My wife and I are purchasing a home and we would like to put it in our Living Trust. I failed to mention this to anyone at the beginning of the document creation process so I figured we would just wait until the escrow closes and look into taking care of it then.
However, we are now signing a paper titled “Vesting Worksheet” that gives the instructions “… ESCROW HOLDER IS INSTRUCTED TO REFLECT MY NAME AND VESTING AS FOLLOWS:” It then list options like “As Joint Tenants”, “As Community Property”, etc. and of course, “Other”.
Is this “Other” option a place that we could (and should) select and list our living trust?
2 Answers from Attorneys
Yes. Assuming you do have a living trust. The trustee of your living trust would hold title to the property as trustee of whatever trust you have. I hope you are not using one of those kits you find on the internet.

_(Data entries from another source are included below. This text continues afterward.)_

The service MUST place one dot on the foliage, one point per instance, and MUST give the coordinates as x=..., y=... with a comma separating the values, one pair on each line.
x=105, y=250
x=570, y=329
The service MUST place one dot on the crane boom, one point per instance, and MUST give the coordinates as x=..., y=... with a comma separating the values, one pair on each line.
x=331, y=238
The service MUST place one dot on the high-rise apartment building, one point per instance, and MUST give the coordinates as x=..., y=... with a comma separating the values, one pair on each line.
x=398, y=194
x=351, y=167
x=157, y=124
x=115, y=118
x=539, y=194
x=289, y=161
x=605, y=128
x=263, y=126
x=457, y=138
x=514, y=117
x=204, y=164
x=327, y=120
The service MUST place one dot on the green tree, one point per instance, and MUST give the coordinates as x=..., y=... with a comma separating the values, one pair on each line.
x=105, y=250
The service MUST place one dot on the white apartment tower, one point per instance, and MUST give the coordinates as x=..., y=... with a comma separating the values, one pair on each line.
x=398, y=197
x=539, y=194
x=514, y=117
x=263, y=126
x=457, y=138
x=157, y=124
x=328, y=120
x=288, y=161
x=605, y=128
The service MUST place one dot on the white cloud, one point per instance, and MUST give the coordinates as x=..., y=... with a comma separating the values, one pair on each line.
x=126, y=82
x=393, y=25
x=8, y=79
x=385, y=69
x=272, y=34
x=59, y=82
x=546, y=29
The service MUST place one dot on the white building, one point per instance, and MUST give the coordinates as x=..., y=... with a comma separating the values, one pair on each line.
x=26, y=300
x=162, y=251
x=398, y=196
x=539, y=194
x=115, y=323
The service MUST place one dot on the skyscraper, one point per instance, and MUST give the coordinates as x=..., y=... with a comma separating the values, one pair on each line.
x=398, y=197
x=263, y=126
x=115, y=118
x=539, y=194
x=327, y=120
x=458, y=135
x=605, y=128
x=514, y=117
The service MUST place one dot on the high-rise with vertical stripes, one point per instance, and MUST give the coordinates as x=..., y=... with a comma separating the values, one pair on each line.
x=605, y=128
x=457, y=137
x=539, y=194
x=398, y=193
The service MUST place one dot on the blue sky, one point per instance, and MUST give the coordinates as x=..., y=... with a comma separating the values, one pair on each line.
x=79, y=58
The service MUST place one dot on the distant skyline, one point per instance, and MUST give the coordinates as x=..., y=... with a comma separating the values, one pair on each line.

While you should take title in the name of the trust, the timing depends on other factors. If you are financing the proeprty and have not advised the lender you are taking title in the trust, all your loan documents will have to be redrawn to show the borower is the trust. Some lenders will not loan to a trust, and you must finance personally, then transfer to the trust. If you are paying cash, or have advised the lender you are buying in the trust, go ahead and use the trust name. You can also wait until after closing and then transfer the property to the trust by a separate deed. A later transfer of your residence to the trust in this manner will not trigger a due on sale clause. Be careful that the appropriate Change of Ownership forms are signed and processed.This gratuitous response does not create an attorney client relationship. The advice provided herein is generic, may not apply to your circumstances and is not to be relied upon in your actions. An attorney client relationship is created only upon execution of an engagement letter hiring me or my firm.